Abstract:
Surface-engineered gold nanoparticles have been considered as versatile systems for theranostics applications. Moreover, surface covering or stabilizing agents on gold nanoparticles especially gold nanobipyramids (AuNBPs) provides an extra space for cargo molecules entrapment. However, it is not well studied yet and also the preparation of AuNBPs still remains dependent largely on cetyltrimethylammonium bromide (CTAB), a cytotoxic surfactant. Therefore, the direct use of CTAB stabilized nanoparticles is not recommended for cancer theranostics applications. Herein, we address an approach of dodecyl ethyl dimethylammonium bromide (DMAB) as biocompatible structure directing agent for AuNBPs, which also accommodate anticancer drug doxorubicin (45%), an additional chemotherapeutics agent. Upon near-infrared light (NIR, 808 nm) exposure, engineered AuNBPs exhibit (i) better phototransduction (51 °C) due to NIR absorption ability (650-900 nm), (ii) photo triggered drug release (more than 80%), and (iii) synergistic chemophototherapy for breast cancer cells. Drug release response has been evaluated in tumor microenvironment conditions (84% in acidic pH and 80% at high GSH) due to protonation and high affinity of thiol binding with AuNBPs followed by DMAB replacement. Intracellular glutathione (GSH, 5-7.5 mM) replaces DMAB from AuNBPs, which cause easy aggregation of nanoparticles as corroborated by colorimetric shifts, suggesting their utilization as a molecular sensing probe of early stage cancer biomarkers.

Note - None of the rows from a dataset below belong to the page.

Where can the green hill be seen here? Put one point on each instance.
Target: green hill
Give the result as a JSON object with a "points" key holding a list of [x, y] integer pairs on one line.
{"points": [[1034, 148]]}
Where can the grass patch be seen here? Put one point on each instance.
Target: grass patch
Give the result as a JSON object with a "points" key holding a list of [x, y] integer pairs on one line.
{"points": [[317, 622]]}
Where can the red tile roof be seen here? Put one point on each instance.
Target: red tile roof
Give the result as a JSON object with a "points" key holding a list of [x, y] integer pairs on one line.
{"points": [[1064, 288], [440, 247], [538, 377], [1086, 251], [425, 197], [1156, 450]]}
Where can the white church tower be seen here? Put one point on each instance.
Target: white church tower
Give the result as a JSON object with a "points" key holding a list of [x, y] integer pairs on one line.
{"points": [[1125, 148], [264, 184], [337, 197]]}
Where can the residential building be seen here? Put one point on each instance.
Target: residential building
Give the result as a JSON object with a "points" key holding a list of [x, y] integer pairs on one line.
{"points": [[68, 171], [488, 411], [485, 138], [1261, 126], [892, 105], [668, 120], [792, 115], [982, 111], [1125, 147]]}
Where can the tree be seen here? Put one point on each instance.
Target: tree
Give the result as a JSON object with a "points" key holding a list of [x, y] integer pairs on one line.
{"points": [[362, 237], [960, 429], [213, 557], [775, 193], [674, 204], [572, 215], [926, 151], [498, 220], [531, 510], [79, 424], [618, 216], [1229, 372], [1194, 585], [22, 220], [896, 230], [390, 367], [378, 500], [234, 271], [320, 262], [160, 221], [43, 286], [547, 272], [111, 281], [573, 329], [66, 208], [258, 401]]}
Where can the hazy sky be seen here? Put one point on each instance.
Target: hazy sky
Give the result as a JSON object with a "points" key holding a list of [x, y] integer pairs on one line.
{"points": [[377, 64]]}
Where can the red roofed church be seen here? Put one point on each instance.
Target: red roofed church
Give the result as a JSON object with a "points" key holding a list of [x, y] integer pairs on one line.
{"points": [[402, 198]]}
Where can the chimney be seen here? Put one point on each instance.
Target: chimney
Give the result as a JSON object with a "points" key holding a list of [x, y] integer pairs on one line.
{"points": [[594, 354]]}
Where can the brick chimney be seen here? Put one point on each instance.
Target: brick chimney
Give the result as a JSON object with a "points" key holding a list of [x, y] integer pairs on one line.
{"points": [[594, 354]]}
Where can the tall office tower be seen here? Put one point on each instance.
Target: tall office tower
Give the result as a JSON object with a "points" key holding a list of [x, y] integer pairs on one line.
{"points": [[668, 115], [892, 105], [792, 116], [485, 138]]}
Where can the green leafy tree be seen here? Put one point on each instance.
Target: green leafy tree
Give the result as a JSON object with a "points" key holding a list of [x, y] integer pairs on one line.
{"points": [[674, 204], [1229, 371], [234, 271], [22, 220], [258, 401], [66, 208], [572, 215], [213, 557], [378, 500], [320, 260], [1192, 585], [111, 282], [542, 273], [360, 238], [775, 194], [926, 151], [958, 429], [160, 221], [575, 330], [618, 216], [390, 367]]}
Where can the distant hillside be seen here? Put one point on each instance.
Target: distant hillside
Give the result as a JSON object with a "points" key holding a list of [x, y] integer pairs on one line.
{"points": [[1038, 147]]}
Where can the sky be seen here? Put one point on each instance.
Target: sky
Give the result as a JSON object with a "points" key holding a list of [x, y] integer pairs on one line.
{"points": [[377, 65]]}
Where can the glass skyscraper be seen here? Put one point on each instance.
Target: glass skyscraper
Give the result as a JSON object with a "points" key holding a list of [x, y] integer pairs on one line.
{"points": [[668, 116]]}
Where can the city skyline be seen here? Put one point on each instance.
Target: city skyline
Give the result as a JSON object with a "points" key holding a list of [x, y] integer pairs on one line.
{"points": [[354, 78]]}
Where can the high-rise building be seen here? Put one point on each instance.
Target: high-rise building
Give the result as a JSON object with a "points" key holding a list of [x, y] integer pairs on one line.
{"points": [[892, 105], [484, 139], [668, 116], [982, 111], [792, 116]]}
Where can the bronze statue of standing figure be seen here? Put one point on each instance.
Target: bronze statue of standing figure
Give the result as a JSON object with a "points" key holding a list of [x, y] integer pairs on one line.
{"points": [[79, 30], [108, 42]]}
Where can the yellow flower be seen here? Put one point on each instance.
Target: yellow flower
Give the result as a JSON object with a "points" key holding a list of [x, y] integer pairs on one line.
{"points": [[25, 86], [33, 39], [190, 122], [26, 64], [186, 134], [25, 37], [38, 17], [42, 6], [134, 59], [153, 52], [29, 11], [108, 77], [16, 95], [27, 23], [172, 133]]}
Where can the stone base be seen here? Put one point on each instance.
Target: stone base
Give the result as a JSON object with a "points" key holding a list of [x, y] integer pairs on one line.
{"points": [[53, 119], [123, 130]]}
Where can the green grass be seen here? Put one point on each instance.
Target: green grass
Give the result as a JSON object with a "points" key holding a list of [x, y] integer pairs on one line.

Our optimized recipe yield is monodisperse DMAB-AuNBPs with ∼90% purity even at large scales (500 mL volume per batch). DMAB-AuNBPs show better cell viability (more than 90%) across all concentrations (5-500 ug/mL) when directly compared to CTAB-AuNBPs (less than 10%). Our findings show the potential of DMAB-AuNBPs for early stage cancer detection and theranostics applications.
摘要:
表面工程金纳米颗粒已被认为是治疗应用的通用系统。此外,金纳米颗粒上的表面覆盖剂或稳定剂,尤其是金纳米金字塔(AuNBPs)为货物分子的捕获提供了额外的空间。然而,它还没有很好的研究,而且AuNBPs的制备仍然很大程度上依赖于十六烷基三甲基溴化铵(CTAB),细胞毒性表面活性剂。因此,不建议将CTAB稳定的纳米颗粒直接用于癌症治疗应用。在这里,我们提出了十二烷基乙基二甲基溴化铵(DMAB)作为AuNBPs的生物相容性结构导向剂的方法,也容纳抗癌药物阿霉素(45%),额外的化学治疗剂。在近红外光(NIR,808nm)曝光,工程AuNBPs表现出(i)更好的光转导(51°C)由于近红外吸收能力(650-900nm),(ii)照片触发的药物释放(超过80%),和(iii)乳腺癌细胞的协同化学放射治疗。由于质子化和硫醇与AuNBPs结合的高亲和力,然后进行DMAB置换,已在肿瘤微环境条件下(酸性pH为84%,高GSH为80%)评估了药物释放响应。细胞内谷胱甘肽(GSH,5-7.5mM)取代AuNBPs的DMAB,这导致纳米粒子容易聚集,如色度变化所证实的,表明它们作为早期癌症生物标志物的分子传感探针。我们优化的配方产量是单分散DMAB-AuNBPs,即使在大规模(每批500毫升体积)下,纯度也高达90%。当直接与CTAB-AuNBP(小于10%)相比时,DMAB-AuNBP在所有浓度(5-500ug/mL)中显示出更好的细胞活力(大于90%)。我们的发现显示了DMAB-AuNBPs用于早期癌症检测和治疗应用的潜力。